Another example. Asked whether a patient returned to the operating room, an AI model answered yes, based on the patient's post-surgical visit to an endoscopy suite. The suite is affiliated with the operating room, but it is not the same thing, and the distinction changes the meaning of the record. A clinician noticed the misinterpretation immediately. The model had retrieved a real event and drawn the wrong conclusion from it, which is precisely the failure that pure retrieval invites.

The pattern is consistent. AI can process data, but it cannot, on its own, infer or apply judgment. A random lab value has no meaning to a model until someone puts it in context. The model gives you information. Turning that information into a correct answer requires clinical knowledge, and that is the step where good AI, by itself, falls short.

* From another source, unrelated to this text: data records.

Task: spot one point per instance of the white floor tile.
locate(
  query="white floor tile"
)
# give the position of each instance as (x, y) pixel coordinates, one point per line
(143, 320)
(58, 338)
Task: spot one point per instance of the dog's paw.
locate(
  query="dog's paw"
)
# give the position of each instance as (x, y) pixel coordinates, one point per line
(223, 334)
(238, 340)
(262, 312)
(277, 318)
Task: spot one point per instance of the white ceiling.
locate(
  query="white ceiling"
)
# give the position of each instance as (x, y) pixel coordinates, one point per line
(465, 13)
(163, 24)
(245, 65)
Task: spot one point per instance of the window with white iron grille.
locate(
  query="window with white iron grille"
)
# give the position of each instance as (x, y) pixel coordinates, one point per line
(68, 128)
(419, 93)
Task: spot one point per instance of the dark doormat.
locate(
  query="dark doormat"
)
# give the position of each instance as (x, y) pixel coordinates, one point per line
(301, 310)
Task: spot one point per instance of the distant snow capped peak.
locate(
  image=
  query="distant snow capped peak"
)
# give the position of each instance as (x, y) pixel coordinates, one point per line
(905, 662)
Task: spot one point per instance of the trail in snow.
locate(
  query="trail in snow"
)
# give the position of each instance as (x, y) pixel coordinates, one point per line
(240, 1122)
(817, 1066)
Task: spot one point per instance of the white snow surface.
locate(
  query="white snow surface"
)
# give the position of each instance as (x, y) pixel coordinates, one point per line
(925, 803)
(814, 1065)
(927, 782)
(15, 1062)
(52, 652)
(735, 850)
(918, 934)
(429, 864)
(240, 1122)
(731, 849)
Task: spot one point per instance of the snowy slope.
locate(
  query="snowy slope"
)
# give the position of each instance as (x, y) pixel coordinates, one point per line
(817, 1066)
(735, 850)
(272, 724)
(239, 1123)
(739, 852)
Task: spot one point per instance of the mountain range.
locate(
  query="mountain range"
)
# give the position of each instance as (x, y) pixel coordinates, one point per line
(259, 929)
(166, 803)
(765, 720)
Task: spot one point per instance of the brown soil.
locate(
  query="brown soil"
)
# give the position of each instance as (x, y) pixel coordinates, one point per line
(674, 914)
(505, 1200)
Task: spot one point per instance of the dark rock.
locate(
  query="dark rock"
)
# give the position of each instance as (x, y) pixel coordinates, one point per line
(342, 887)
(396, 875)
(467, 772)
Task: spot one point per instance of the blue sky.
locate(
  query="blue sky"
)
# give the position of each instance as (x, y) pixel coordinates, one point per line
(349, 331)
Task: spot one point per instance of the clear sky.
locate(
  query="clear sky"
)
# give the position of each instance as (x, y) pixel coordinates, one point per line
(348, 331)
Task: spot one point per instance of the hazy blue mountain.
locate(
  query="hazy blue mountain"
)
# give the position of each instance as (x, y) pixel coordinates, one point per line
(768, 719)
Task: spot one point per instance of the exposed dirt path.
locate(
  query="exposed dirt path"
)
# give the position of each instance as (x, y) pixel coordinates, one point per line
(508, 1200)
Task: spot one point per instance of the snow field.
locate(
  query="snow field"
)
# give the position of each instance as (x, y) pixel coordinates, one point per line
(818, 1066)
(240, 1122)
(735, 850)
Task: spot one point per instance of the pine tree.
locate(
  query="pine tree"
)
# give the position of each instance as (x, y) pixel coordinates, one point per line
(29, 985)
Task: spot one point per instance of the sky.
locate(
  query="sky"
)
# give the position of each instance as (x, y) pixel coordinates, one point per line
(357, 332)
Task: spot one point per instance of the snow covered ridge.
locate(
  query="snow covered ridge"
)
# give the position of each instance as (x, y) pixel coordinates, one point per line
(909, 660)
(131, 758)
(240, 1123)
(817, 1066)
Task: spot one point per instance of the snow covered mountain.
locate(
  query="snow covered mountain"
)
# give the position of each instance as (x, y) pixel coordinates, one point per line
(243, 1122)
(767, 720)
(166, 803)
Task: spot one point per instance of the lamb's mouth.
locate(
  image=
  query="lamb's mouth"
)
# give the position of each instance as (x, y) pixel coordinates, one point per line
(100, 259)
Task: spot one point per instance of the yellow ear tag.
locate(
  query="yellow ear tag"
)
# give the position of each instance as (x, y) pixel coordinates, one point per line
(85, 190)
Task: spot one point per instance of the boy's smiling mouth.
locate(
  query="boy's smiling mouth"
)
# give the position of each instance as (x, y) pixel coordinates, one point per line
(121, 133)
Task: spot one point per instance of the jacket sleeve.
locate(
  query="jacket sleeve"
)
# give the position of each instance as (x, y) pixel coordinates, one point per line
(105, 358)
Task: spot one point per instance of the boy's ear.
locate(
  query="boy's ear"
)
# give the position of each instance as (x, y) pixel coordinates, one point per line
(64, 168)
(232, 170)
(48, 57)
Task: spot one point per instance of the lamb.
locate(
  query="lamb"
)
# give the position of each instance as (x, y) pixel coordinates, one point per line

The blind spots in the gaps

Clinical judgment matters most where the record is silent. Suppose the documentation does not confirm that a particular physician gave a patient aspirin. A purely literal reading concludes the patient did not receive it. A clinician who knows from experience that this physician always gives aspirin recognizes a documentation gap rather than a clinical absence. Both readings are defensible from the text alone. Only one is correct, and only experience distinguishes them. Left to itself, a model will conclude that the patients are not getting aspirin, simply because the confirming note is missing.

This is also where abstraction quietly improves care rather than merely recording it. When a clinician spots the gap, the documentation can be corrected and definitions clarified, and the underlying record gets better. A provider with imperfect documentation still benefits, because the process forces the organization to evaluate definitions and validate inputs. Good AI can help by highlighting inconsistencies, but it takes a human to recognize the pattern and act on it.

What the people doing the work say

The clinicians using these tools describe the same truth from the inside. A nurse with more than three decades of experience wrote about her own transition to an AI-assisted workflow, and her initial questions were not about whether the technology was impressive. They were whether AI could grasp the way clinicians think and document, and whether it would notice the small details. What changed her mind was not raw speed. It was discovering that the tool surfaced things she might have missed, a lab value buried deep in a note, a discharge medication mentioned in the documentation but left out of the summary, each answer linked to its source. The tool earned her trust by extending her judgment, not by substituting for it.

She is equally clear about the limit. There are moments, she wrote, when something in a chart simply does not feel right, an instinct honed over years that no system can replicate. That sentence is the entire argument in miniature. The value of a good tool is that it clears away the routine so this kind of judgment can be spent where it matters most. The danger of treating good AI as good enough is that it quietly removes the very instinct that catches what the model cannot.

Abstraction is clinical storytelling

Some vendors view abstraction as a process of data retrieval, a matter of matching labels to values. It is far more than that. Abstraction is clinical storytelling. Quality abstraction translates raw clinical data into a coherent view of a patient's journey, and doing that well requires interpreting registry questions, knowing where relevant data tends to hide, and recognizing when documentation is incomplete or misleading. Those are clinical acts, not extraction steps, and they are the reason a credentialed abstractor sits at the center of the work rather than at its edge.

None of this is an argument against AI. Used well, it is a powerful instrument that makes skilled people faster and even improves the documentation it draws from. The argument is narrower and more important. An instrument is only as good as the expertise guiding it. The vendors and health systems that build clinical judgment into both the tool and its oversight are the ones who turn good AI into good abstraction. The rest will keep mistaking speed for quality, until an audit or a single misread chart reminds them of the difference.